When Natasha came out of the drawing room and started running, she only got as far as the conservatory. There she stopped, listening to the talk in the drawing room and waiting for Boris to come out. She was already beginning to feel impatient and stamped her foot, preparing to burst into tears because he was not coming immediately. When she heard the young man’s footsteps, not quiet, but rapid and discreet, the thirteen-year-old girl quickly dashed in among the tubs of plants and hid.

“Boris Nikolaevich!” she said in a deep bass, trying to frighten him, and then immediately started laughing. Catching sight of her, Boris shook his head and smiled.

“Boris, come here please,” she said with a look of significant cunning. He went over to her, making his way between the tubs.

“Boris! Kiss Mimi,” she said, smiling mischievously and holding out her doll.
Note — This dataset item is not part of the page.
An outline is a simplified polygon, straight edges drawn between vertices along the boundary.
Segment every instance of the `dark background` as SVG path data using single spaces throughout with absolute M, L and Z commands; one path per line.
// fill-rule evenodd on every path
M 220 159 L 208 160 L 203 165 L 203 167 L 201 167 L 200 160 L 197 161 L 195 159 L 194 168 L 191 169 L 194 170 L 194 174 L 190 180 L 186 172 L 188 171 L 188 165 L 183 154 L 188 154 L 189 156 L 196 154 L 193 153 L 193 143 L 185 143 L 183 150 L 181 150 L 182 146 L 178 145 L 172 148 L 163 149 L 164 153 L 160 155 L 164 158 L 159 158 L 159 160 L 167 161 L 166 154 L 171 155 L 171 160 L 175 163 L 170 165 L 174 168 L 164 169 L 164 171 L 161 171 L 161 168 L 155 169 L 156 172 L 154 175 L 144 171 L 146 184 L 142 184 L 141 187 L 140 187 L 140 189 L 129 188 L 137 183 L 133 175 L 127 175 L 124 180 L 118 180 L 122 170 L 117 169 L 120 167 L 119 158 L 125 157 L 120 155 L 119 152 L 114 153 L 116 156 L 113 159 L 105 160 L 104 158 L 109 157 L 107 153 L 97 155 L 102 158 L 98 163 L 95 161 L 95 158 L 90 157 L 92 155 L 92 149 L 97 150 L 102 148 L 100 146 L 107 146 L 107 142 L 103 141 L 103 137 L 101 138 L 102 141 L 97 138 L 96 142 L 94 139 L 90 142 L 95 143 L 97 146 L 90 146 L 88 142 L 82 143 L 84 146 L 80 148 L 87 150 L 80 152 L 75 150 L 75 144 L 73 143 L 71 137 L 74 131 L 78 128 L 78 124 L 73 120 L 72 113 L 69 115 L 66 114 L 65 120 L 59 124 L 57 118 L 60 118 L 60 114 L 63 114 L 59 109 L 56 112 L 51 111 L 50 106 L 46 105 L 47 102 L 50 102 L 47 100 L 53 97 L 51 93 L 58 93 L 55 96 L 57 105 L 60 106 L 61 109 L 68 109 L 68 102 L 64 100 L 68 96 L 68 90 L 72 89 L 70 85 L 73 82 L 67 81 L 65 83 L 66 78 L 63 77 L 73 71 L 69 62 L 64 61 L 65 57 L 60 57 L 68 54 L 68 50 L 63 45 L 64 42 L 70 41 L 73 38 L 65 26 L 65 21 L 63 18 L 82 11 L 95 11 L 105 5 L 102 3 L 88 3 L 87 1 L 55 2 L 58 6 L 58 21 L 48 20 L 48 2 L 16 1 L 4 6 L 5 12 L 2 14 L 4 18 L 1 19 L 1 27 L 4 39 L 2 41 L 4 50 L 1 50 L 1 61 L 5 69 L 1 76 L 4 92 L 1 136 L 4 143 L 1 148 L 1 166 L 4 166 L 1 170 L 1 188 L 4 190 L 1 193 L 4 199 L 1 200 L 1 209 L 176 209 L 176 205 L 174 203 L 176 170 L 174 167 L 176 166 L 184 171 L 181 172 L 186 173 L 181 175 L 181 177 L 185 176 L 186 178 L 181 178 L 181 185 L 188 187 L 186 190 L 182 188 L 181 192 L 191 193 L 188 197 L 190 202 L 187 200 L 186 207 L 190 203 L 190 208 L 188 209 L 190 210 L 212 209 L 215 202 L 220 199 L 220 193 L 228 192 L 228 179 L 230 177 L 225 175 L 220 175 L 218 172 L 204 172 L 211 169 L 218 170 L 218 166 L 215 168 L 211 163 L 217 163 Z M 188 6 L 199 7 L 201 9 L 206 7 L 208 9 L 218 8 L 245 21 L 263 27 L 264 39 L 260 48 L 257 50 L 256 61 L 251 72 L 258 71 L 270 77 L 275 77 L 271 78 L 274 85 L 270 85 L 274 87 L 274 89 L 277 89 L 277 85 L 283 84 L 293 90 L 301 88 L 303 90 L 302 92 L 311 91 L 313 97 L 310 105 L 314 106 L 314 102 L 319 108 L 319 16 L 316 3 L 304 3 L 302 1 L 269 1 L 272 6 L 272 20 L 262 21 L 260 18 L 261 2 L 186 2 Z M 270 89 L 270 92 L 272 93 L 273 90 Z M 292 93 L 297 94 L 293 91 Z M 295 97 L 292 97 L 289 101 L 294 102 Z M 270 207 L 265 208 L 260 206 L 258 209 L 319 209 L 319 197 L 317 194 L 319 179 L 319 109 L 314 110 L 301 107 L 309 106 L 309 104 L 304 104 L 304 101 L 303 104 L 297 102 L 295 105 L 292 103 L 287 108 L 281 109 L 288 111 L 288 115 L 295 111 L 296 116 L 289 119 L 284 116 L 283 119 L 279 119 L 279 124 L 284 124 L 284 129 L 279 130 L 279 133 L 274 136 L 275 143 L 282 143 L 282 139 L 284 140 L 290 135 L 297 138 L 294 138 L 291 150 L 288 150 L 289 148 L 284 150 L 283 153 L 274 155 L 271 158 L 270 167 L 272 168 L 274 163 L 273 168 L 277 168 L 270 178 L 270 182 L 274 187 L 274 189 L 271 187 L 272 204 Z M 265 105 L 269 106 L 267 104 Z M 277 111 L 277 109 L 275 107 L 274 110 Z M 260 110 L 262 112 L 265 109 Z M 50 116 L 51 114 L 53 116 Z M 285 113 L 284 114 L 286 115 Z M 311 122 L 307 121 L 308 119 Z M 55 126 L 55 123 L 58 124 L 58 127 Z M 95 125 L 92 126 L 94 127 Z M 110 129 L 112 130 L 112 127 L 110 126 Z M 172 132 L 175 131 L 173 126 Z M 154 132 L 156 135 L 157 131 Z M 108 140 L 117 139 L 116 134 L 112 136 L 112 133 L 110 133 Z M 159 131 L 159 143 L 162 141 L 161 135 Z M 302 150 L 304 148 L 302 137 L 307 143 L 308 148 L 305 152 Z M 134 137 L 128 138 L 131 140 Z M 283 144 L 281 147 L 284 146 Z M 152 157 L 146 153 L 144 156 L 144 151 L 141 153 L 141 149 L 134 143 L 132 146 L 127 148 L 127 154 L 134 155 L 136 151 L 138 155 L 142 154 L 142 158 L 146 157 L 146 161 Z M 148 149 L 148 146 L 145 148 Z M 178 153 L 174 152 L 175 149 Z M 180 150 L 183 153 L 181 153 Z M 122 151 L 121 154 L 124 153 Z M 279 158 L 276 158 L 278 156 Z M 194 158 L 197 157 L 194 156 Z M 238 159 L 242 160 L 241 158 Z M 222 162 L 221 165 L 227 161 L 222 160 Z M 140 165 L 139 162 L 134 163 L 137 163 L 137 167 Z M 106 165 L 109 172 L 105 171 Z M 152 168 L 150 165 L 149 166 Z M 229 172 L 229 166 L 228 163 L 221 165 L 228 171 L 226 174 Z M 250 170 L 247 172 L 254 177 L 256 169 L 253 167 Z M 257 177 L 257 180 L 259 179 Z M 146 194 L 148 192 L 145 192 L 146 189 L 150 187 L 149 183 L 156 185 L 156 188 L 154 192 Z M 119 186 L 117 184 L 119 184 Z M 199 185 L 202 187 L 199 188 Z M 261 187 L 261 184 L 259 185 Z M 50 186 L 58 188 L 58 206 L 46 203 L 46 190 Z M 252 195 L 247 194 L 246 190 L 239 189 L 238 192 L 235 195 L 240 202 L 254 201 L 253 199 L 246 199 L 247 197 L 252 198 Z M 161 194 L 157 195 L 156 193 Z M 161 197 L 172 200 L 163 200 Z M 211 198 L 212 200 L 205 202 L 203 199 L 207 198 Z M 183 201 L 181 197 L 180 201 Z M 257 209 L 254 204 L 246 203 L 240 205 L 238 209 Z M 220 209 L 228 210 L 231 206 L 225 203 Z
“Why shouldn’t I kiss her?” he said, moving closer and keeping his eyes on Natasha.

“No, say: ‘I don’t want to.’”

She moved away from him.

“Well, I can say I don’t want to as well, if you like. Where’s the fun in kissing a doll?”

“You don’t want to? Right, then come here,” she said and moved away deeper into the plants and threw the doll onto a tub of flowers. “Closer, closer!” she whispered. She caught hold of the officer by his cuffs and her blushing face was filled with fearful solemnity.

“But do you want to kiss me?” she whispered barely audibly, peering at him warily, smiling and almost crying in her excitement.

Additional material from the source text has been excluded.